IV. CONCLUSION In addition to the Parties’ previously agreed-upon dismissal of Plaintiffs’ request for punitive damages in Count III and the unjust enrichment claim in Count IV, and for the reasons stated above, Count I is dismissed with prejudice, and Count II is dismissed without prejudice. Plaintiffs’ Count III breach of contract claim will otherwise proceed to discovery. An accompanying order follows.
BY THE COURT:
/s/ CHAD F. KENNEY CHAD F. KENNEY, J.
[1] Plaintiffs plead two “Count III”s in their Complaint. Compl. ¶¶ 42–52. The claim for unjust enrichment follows Plaintiffs’ breach of contract claim, which is properly numbered as Count III. For that reason, the Court refers to the unjust enrichment claim as Count IV.
[2] Although not entirely clear to the Court, it appears that Plaintiffs allege that “[t]o date, the Plaintiffs and U.S.A.A. have been unable to resolve the Plaintiffs’ right to recover damages under said policy and/or the amount of his damages.” Compl. ¶ 45. This indicates to the Court that benefits have not been outright denied, but that the issues of entitlement to benefits and benefits to be paid remain unresolved between the parties. However, Plaintiffs’ Complaint repeatedly refers to a denial of benefits seemingly in the alternative without further discussion of a denial date or settlement offer amount. , id. ¶¶ 18; 21.
[3] Irrespective of the Court’s determination that Count I pleads a breach of the implied covenant of good faith and fair dealing, Plaintiffs purport to plead a breach of the same contract in both Count I and Count III, and duplicative claims should be dismissed. , Brown & Brown, Inc. v. Cola , 745 F. Supp. 2d 588, 626 (E.D. Pa. 2010) (recognizing authority of court to dismiss duplicative claims).

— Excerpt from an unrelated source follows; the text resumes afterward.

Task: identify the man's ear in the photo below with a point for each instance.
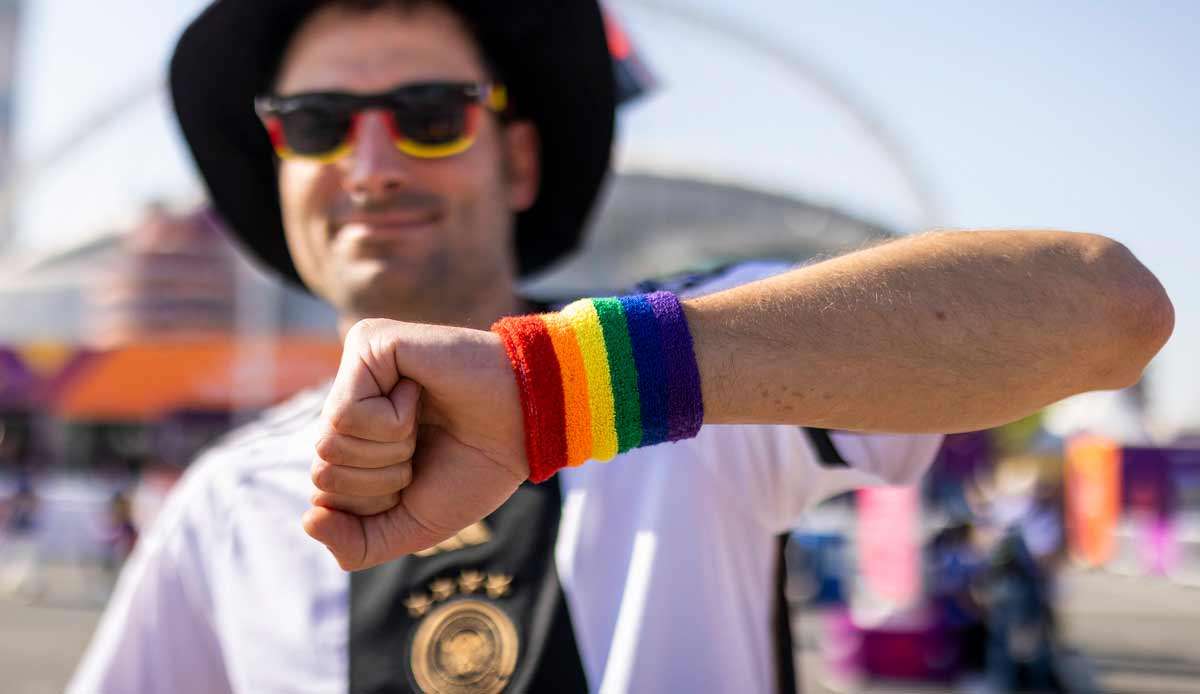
(522, 162)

[4] Dismissal with prejudice is warranted where, as here, amendment would be futile. See Shane v. Fauver , 213 F.3d 113, 117 (3d Cir. 2000).

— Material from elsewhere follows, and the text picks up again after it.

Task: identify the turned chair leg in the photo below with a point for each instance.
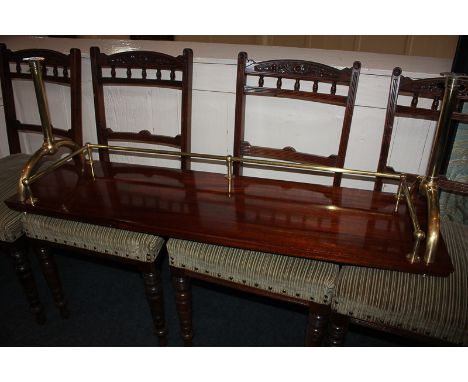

[5] Plaintiffs allege in cursory fashion that “Defendant also committed bad faith in ignoring said documentation and without reason significantly undervaluing the Plaintiffs’ UIM claim.” Compl. ¶ 21. However, the allegation lacks further context and cannot alone sustain a bad faith claim. Furthermore, certain of the allegations purporting to support Plaintiffs’ bad faith claim appear to state a negligence claim against the underinsured motorist. , Compl. ¶¶ 30–41. The Court does not find these allegations to be compelling support for a bad faith insurance claim.